On a smaller scale gene flow from Lyrata to Arenosa can be observed in several populations, although putatively followed by backcrossing to Arenosa, not Lyrata, as indicated by plastid types. Results from STRUCTURE show that not only tetraploid Lyrata, but also the nearby populations of Arenosa show traces of introgression. This has not been shown before based on microsatellite loci used by Schmickl and Koch , and the extent observed in this study is somewhat surprisingly high. All populations of Arenosa from the study area investigated here show traces of Lyrata genome. While partial genetic assignment to the Lyrata cluster had been detected for populations directly adjacent to the introgression zone before, more specifically in the area around Mariazell in the eastern Austrian Forealps in the south and in the Wachau region at the north shore of the Danube river in the north , the results in this study indicates also partial assignment of an Arenosa population in the southern Czech Republic to Lyrata. Moreover, admixture was detected south of the introgression zone as far as to the distribution area of small range endemic and high alpine taxon A. arenosa subsp. arenosa var. intermedia. (pop. 210; Fig. 1). Tetraploid Carpathian Arenosa show no assignment to the Lyrata cluster at all, thus making polyploidy as the only explanation rather unlikely. Nevertheless, the traces of Lyrata genome found in high-alpine A. arenosa subsp. arenosa var. intermedia are surprising, considering the highly endemic and isolated distribution of this taxon in formerly alpine refugia.

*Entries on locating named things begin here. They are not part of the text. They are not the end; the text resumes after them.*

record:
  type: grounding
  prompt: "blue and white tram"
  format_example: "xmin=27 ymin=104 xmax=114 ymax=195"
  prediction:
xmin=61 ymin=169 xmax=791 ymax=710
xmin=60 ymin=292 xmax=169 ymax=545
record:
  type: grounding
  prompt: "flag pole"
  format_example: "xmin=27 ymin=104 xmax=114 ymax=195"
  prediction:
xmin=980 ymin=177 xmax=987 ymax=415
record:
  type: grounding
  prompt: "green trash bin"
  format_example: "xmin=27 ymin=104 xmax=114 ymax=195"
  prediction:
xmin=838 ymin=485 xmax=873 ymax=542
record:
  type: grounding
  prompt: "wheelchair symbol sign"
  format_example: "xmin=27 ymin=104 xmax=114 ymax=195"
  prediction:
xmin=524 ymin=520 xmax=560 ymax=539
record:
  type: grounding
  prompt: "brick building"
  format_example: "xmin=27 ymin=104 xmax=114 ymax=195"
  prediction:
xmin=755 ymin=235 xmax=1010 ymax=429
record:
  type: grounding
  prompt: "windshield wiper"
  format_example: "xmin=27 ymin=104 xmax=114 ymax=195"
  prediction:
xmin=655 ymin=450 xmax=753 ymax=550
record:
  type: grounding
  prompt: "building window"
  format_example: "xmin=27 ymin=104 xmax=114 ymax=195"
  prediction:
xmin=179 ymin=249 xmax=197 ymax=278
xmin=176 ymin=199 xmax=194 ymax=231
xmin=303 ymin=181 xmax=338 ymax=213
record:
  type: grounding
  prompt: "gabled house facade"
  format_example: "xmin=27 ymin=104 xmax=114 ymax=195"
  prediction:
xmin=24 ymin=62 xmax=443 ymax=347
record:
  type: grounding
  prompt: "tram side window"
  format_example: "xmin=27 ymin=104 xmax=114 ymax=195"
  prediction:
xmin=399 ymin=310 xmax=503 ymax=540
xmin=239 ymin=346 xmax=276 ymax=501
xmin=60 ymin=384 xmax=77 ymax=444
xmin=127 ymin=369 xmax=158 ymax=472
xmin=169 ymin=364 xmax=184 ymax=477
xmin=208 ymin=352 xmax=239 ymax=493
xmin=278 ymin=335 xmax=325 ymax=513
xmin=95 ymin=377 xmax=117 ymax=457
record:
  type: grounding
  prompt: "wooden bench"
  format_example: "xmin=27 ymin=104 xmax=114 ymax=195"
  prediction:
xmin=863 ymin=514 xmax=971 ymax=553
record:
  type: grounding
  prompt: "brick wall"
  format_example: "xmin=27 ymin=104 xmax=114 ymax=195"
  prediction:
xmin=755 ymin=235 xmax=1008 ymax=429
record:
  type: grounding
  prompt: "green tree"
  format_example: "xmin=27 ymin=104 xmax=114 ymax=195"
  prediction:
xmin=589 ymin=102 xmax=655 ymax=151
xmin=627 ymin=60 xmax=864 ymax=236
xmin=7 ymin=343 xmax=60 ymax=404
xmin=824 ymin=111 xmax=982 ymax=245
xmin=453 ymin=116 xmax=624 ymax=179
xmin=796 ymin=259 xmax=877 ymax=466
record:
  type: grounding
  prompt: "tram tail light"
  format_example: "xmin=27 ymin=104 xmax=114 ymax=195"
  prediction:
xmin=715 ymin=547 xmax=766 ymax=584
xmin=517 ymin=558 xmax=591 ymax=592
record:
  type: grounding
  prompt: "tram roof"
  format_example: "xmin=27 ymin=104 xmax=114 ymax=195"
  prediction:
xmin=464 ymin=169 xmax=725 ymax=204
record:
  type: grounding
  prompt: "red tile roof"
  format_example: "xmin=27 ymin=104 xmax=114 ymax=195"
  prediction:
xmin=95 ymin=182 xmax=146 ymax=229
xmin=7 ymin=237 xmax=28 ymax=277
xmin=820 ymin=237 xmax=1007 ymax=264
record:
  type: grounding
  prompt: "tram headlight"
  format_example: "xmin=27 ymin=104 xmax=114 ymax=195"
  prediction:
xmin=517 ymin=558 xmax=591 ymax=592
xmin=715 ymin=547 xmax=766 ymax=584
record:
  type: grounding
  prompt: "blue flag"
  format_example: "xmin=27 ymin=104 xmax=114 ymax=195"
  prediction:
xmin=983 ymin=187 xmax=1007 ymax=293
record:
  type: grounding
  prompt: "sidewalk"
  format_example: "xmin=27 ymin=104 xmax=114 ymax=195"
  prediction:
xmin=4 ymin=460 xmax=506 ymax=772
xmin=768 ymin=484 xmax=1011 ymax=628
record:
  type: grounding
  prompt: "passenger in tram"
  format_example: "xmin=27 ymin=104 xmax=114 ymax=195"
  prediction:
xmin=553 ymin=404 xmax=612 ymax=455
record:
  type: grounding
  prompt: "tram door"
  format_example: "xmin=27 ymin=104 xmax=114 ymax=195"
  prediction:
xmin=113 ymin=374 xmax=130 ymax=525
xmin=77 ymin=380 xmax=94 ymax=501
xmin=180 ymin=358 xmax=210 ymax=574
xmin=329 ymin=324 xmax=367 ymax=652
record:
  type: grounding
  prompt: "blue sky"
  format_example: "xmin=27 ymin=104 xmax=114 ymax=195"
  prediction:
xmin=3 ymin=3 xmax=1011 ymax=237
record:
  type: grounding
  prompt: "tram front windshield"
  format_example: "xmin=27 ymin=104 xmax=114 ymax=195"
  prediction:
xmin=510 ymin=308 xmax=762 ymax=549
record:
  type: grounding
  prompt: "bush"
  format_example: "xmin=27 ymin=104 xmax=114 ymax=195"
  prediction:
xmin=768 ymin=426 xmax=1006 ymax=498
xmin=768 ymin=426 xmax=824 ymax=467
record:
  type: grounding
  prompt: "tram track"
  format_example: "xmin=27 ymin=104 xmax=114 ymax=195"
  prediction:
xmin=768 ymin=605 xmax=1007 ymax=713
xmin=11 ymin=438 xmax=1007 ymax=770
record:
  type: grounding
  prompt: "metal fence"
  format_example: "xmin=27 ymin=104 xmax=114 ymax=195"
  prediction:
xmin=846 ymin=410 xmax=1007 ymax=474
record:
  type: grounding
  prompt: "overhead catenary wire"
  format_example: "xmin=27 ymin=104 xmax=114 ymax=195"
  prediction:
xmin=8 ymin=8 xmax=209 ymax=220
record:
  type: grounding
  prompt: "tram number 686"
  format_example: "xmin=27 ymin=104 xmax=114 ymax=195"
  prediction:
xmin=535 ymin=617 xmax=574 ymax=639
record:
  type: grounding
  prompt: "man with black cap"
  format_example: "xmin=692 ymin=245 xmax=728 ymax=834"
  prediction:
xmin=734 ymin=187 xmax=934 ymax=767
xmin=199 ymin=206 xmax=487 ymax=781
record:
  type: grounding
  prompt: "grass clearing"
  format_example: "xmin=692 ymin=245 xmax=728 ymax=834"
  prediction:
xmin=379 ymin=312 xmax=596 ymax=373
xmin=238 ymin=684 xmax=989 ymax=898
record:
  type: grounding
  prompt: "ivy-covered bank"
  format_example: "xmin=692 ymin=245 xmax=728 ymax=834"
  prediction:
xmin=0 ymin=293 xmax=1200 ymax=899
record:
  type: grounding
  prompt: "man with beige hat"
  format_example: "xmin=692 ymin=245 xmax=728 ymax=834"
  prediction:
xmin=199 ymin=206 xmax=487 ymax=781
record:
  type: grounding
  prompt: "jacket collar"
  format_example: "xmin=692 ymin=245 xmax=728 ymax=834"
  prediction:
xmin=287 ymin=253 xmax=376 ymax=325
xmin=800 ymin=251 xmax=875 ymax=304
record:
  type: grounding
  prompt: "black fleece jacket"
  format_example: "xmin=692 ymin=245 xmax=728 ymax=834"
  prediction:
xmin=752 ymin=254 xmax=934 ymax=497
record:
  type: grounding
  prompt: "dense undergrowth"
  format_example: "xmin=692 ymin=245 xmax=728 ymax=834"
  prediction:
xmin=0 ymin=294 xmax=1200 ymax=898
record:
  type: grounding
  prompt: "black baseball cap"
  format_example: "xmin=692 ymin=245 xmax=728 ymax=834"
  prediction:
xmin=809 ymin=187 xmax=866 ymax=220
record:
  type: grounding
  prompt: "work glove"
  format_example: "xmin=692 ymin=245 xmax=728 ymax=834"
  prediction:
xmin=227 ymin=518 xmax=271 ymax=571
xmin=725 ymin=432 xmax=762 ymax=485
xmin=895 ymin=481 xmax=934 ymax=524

Our findings with remarkable high amounts of Lyrata genome reported here from all populations of Arenosa within our total study area in Austria stand in sharp contrast to a recent study of Arenosa in Austria also based on whole genome sequence data, which found introgression from Lyrata into Arenosa only in one single serpentine adapted population . Furthermore, analysis of shared polymorphism indicates a high amount of unique variants in tetraploid Lyrata (Fig. 2), and analyses of reduced datasets including only one population of this taxon show that only part of this variation is shared between introgressed populations. The number of private alleles in tetraploid Lyrata is surprisingly high, considering that they allegedly arose through hybridization of diploid A. lyrata subsp. petraea with A. arenosa subsp. borbasii, both of which are well represented in our analyses. A recent hybridization event should result in a low number of private alleles in hybrids, as they recruit all their genetic variation from the parental species. The high amount might also suggest that the hybridization occurred long ago in the “southern” montane refugia and diversity hotspot (Fig. 4), and therefore new variants could accumulate in the populations and afterwards migrated north towards the Danube river system. Alternatively, we might argue that the parental species were not fully recovered in our sampling, e.g. that populations now extinct served as parents or that the other species of Arabidopsis that is present in Austria, A. halleri, also played a role in the origin of tetraploid Lyrata. Considering the high levels of gene flow between all lineages of Arabidopsis , this does not seem unlikely. A comprehensive survey of Novikova et al. 2016  did not show extensive gene flow between A. lyrata and A. halleri, but a preliminary population-based microsatellite study (Koch et al., unpublished) exemplified various A. halleri populations that are introgressed with A. arenosa, and we might assume that via this “bridge” A. halleri alleles might be able to enter even the genome of tetraploid A. lyrata.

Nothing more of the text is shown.